You have an incorrect assumption, you assume that the first train will be gaining on the second train when its velocity is less, obviously this is not true...Sorry dude

You should have your final velocity for the first train be the speed of the second train. That way you can find out how close it gets before it starts losing ground again.

 

[PurdueRy]

Originally posted by: PurdueRy
You have an incorrect assumption, you assume that the first train will be gaining on the second train when its velocity is less, obviously this is not true...Sorry dude

You should have your final velocity for the first train be the speed of the second train.

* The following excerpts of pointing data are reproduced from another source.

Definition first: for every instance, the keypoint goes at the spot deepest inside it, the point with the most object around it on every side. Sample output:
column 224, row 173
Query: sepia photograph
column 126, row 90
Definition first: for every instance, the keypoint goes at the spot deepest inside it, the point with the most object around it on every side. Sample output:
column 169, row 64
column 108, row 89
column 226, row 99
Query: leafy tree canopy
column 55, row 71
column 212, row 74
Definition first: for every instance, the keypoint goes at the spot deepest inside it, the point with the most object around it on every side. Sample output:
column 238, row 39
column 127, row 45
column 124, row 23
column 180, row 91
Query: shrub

That way you can find out how close it gets before it starts losing ground again.

EDIT: My bad it looks like you did assume that. Let me look at it again

Didn't mean to quote myself....

I like your answer. I agree with you

 

[BigJ]

Originally posted by: GML3G0

Oh, and by the way, I wasn't trying to find the time in which they collided. I know it's not 8.333, I'm just saying if the faster train's position at that point was less, then they wouldn't have collided. I was just using that as a reference point. I know how to figure out the time of impact, I just wasn't looking for that. Anyways, thanks everyone.

Doing this you got lucky. If you had picked a point time after 10, the originally slower train would be distancing itself from the once faster train. Then you wouldn't have been able to prove anything.

Your best bet for collision problems is setting the displacement equations equal to each other, adjusting for starting positions.

 

[mugs]

Originally posted by: GML3G0

Originally posted by: mugs
Now the question is, can you convince your teacher that she's wrong without showing her this thread (which might piss her off)?

him*

My bad, I saw a physics teacher that was clueless about physics and I just assumed.

 

[bonkers325]

they will crash because train B (the constant velocity one) wont be able to distance itself away from train A fast enough.

edit: and your solution is wrong.

use v = v(initial) + a*t <----- you did this part correctly to find the time needed to slow down to 11m.s


then you need to use x = x(initial) + v(initial) * t + .5 * a * t * t

solve the distance travelled for the first train and you will find it travels 195.83 meters in 8.33 seconds. since the trains are 100m away, it will travel 95.83 meters (with train B as the frame of reference) - think of the initial position as -100meters.

now you find the time required for train B to travel 95.83 meters is 8.712 seconds, and bam you ahve a collision

 

[GML3G0]

Originally posted by: bonkers325
they will crash because train B (the constant velocity one) wont be able to distance itself away from train A fast enough.

edit: and your solution is wrong.

use v = v(initial) + a*t <----- you did this part correctly to find the time needed to slow down to 11m.s


then you need to use x = x(initial) + v(initial) * t + .5 * a * t * t

solve the distance travelled for the first train and you will find it travels 195.83 meters in 8.33 seconds. since the trains are 100m away, it will travel 95.83 meters (with train B as the frame of reference) - think of the initial position as -100meters.

now you find the time required for train B to travel 95.83 meters is 8.712 seconds, and bam you ahve a collision

How is my solution wrong? I proved that Train A overtook train B. I'm not trying to say what time they collided, I'm just tring to prove it passed it, and it did.

I know this method may not work all the time, but it was a quick way of proving they crashed. If this method proves they crashed, great, then it's 100% they crashed, but if this method tells me they didn't, then there's the possibility they crashed before, in which case I would have to fully work out the problem and set the distances equal and solve quadratically.

I know all this, I'm just trying to use a quick method to point out to my teacher that he had made a mistake...

 

[bonkers325]

i guess its wrong because on a test you'd get drilled for doing it the way you did. but thats just from my perspective

what you said is "right" but if you show that solution to your teacher then they may use it against you to show you what you did wrong in the solution and make you look like a total goof.